Writing is not something that comes particularly easy to me (perfect choice of career I’m sure you’ll agree). Contemplative and a fusspot, I overanalyse every word and spend a lot of time deleting what has taken me a long time to write. However, I have decided to commit to writing a blog.

It should come as no surprise then that the first challenge I encountered after making this decision was what to name it. My aim is after all is to engage with people about my research on medieval space and identities and I wanted the name of the blog to convey that.
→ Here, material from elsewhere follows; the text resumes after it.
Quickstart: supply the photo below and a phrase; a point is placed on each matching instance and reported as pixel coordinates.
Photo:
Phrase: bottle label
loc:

For reasons unknown, the first thing that popped into my head was ‘Friends on the Other Side’, a dark voodoo inspired song from the 2009 Disney film The Princess and the Frog. On the surface this film set in 1920s New Orleans about a hardworking, ambitious woman and a pampered prince being turned into frogs has little to do with the medieval world. And yet, as the song continued to play in my head, I began to make connections between the film and some of my primary research interests: transformation, transgresssive identities, magic, strong female characters, and monsters.

In addition, one thing that has struck me while writing my PhD thesis on queer time and space in medieval literature has been the frequency of liminal spaces as points of contact in the romances and lays that I have been working on. In Sir Orfeo for example, Heurodis is playing by an ‘orchard-side’ (66) when she falls in to an enchanted sleep and meets the Fairy King and in the Wife of Bath’s Tale, the knight encounters the loathly lady ‘under a forest syde’ (990). The ‘Otherside’ also evokes the concept of the Otherworld, an alternative space in the medieval imaginary that is populated by fairies.

And so here we have ‘The Medieval Otherside’, my very own liminal space where I hope to reflect on aspects of my research and draw connections between the medieval world and the now.